Joint inquest into NAN youth deaths ‘atypical,’ says chief coroner’s office

Create: 12/01/2015 - 19:30

The joint inquest into the seven Nishnawbe Aski Nation youth who died while attending school in Thunder Bay is an “atypical” case because of the number of deceased, said a representative in the Office of the Chief Coroner.
Cheryl Mahyr, an issues manager in the Office of the Chief Coroner and Ontario Forensic Pathology Unit, said most inquests involve one death though it is not unusual to involve more than one.
“We haven’t had an inquest with seven deceased for quite, quite some time,” she said.
On May 31, Dr. Andrew McCallum, Ontario’s chief coroner, called for a joint inquest into all seven deaths due to their similar circumstances after the previous chief coroner had called for an inquest into the death of Reggie Bushie of Poplar Hill in January 2009.
While most inquests are mandatory – such as deaths at construction or mining sites, or of children under specific circumstances – Dr. McCallum’s call for the joint inquest was “discretionary.” When considering a discretionary inquest, the chief coroner must consider whether the five questions are known – who the deceased are, where they died, when they died, how they died and by what manner did they die – and whether or not it is desirable for the public to have an open and full hearing of the circumstances of a death.
Mahyr said what makes this joint inquest unique is that more people could be involved in the inquest process due to the number of deceased.
“That’s something we might be expecting, having many more people,” Mahyr said. “It tends to slow down the process a little bit because everybody has to be given an opportunity to ask questions and speak to different matters as they come up.”
With the number of families involved, and if they have different legal counsel representatives, there could be more people who are “granted standing.”
“Parties who are granted standing by the presiding coroner are able to take part in the process,” Mahyr said. “Which means they are able to examine witnesses and address the jury and address the presiding coroner, so they actually participate.”
Inquests are open to the public, and family members can attend but do not have to unless called as a witness.
A jury of five people is selected and their task is to hear the evidence, answer the five inquest questions, and “if reasonable, make recommendations that, if implemented, may prevent deaths under similar circumstances in the future,” Mahyr said.
Mahyr said not all inquests result in recommendations.

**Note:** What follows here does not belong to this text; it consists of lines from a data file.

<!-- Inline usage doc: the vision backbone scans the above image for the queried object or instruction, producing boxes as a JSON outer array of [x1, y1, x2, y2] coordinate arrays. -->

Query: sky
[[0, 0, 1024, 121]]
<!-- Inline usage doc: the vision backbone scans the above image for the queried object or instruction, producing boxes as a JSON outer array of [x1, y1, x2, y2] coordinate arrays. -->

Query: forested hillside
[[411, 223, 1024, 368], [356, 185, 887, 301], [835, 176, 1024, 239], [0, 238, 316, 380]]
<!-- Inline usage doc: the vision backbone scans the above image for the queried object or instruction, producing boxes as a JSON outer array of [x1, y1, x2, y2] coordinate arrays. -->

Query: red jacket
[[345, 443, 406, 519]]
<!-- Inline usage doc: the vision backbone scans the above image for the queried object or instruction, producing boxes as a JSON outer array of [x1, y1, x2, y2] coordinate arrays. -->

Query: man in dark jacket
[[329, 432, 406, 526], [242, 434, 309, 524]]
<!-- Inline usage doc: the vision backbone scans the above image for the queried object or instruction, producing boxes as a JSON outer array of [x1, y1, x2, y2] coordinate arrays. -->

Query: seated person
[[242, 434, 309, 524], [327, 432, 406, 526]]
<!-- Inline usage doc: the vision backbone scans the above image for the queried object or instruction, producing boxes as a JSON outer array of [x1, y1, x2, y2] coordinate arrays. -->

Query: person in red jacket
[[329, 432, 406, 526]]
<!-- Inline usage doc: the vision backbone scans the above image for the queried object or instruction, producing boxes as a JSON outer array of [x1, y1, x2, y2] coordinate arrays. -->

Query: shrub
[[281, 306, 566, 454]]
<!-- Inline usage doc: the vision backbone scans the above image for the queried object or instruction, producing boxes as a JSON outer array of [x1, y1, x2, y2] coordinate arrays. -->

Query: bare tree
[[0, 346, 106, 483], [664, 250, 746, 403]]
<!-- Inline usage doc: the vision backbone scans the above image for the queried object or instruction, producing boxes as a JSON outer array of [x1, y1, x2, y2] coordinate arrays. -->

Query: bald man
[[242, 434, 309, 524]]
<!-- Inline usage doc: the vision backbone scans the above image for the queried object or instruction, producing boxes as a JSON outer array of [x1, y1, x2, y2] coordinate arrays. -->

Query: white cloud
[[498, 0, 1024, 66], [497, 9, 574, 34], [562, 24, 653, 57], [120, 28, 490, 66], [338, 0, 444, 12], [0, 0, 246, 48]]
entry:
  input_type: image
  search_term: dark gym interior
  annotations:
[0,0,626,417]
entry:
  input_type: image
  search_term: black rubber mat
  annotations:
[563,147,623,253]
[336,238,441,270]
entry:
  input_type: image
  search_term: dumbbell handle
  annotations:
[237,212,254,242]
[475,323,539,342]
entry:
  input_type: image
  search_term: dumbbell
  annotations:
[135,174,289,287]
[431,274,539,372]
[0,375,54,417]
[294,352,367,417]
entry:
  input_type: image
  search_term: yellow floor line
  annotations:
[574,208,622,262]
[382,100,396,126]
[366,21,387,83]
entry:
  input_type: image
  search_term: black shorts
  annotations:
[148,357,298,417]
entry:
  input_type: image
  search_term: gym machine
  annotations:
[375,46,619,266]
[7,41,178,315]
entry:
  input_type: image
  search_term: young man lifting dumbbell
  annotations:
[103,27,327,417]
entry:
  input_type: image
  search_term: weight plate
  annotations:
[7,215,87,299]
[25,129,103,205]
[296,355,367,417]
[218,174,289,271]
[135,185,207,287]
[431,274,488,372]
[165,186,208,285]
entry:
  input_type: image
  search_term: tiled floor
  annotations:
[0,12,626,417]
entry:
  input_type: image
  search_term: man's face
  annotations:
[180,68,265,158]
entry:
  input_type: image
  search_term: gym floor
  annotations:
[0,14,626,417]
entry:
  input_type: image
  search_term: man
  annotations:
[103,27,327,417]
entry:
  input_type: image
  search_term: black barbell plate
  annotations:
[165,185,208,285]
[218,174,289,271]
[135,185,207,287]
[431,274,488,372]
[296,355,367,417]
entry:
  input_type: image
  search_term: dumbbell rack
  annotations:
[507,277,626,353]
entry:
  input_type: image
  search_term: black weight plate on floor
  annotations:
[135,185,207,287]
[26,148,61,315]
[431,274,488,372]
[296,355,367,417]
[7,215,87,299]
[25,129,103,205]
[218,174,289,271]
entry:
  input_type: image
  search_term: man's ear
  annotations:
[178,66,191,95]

“If they do, when they formulate their recommendations, they may know who they want to address the recommendations addressed to,” Mahyr said. “Or, if that’s not the case, when an inquest closes, when the staff in our inquest unit reviews the recommendations, they may determine who the best recipient of the recommendations and forward them accordingly.”
Juries cannot find fault or assign blame and their recommendations are not legally binding.
The average number of days per inquest in 2008 and 2009 was three days, while in 2003 the average was 9.3 days. However, due to the number of deceased involved, Mahyr could not speculate on the potential length of the joint inquest.
“This is going to be atypical so I couldn’t estimate how long it could possibly take,” she said.
Given the recent decision to have a joint inquest, the coroner’s office is back in the planning process of the inquest.
“It’s setting dates conducive to everyone who has standing and make sure everyone’s schedule meshes,” Mahyr said. “If everyone has different counsel, each one has to be consulted on time frames, then we can start setting time aside so they can participate fully.”
Mahyr said the office will issue a press release once it determines a start date.